Sur ce dernier point, force est de constater qu'il peut être une cause majeure de conflit et de guerre, en induisant une lutte pour le contrôle des ressources en eau, en pétrole, en autonomie énergétique. L'argument de la sécurité peut jouer un rôle important pour convaincre nos compatriotes des méfaits directs du dérèglement climatique.

Monsieur Carvalho, je conviens bien volontiers avec vous que l'organisation de la COP21 constitue un vrai défi. Pour les financements, faisons toutefois attention. Je vous ferai passer une note sur ce sujet complexe. D'un côté, le Fonds vert sera abondé entre 2015 et 2018 à hauteur de dix milliards de dollars en fonds publics. De l'autre, les financements pour le climat devront bénéficier, à compter de 2020, de cent milliards de dollars par an provenant de fonds tant privés que publics. Ce sont deux véhicules de financement différents.

Vous avez également soulevé la question du nettoyage des abords de Paris et, en particulier, des routes qui relient la capitale à ses aéroports. Quand je me rends à l'étranger, ce qui m'arrive naturellement souvent, je constate que la voie entre l'aéroport et la capitale du pays visité est en général très propre. Ce n'est pas le cas chez nous ! Je ne saurais même pas qualifier en langage châtié l'état de ces abords.

Comme vous le savez, j'ai repris le tourisme dans mes attributions ministérielles. L'entretien des abords routiers de Paris relève de la responsabilité de l'État. Même si les finances publiques sont dégradées, il faut qu'il soit conduit efficacement, non seulement dans la perspective de la COP21, mais durablement. J'ai soumis au Premier ministre des propositions en ce sens. Je connais son arbitrage interministériel, qu'il rendra public quand il le souhaitera. En tout état de cause, il faut que ça change.

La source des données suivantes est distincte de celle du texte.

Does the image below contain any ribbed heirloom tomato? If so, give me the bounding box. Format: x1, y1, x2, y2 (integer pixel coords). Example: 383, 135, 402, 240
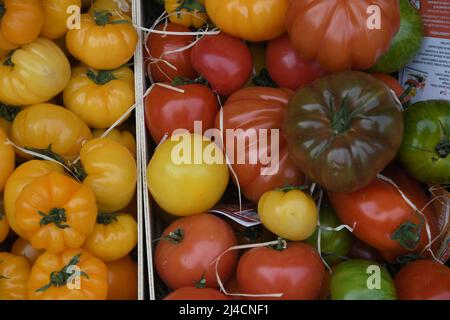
285, 0, 400, 72
205, 0, 289, 42
40, 0, 82, 39
0, 252, 30, 300
15, 172, 98, 253
64, 65, 135, 129
27, 248, 108, 300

Monsieur Rochebloine, vous m'avez demandé d'indiquer quels sont les pays réticents à un accord. La question est pertinente, mais je ne saurais naturellement dresser une liste. Objectivement, certains se trouvent dans une situation plus difficile que d'autres. Très peuplés, ils utilisent beaucoup de charbon. Ou bien ils vivent essentiellement sur des énergies fossiles. D'autres encore, notamment les États insulaires, sont d'accord avec la démarche, mais se demandent où trouver les moyens financiers et technologiques. Mon collègue péruvien et moi-même devons donc travailler pour trouver des solutions concrètes à leur proposer.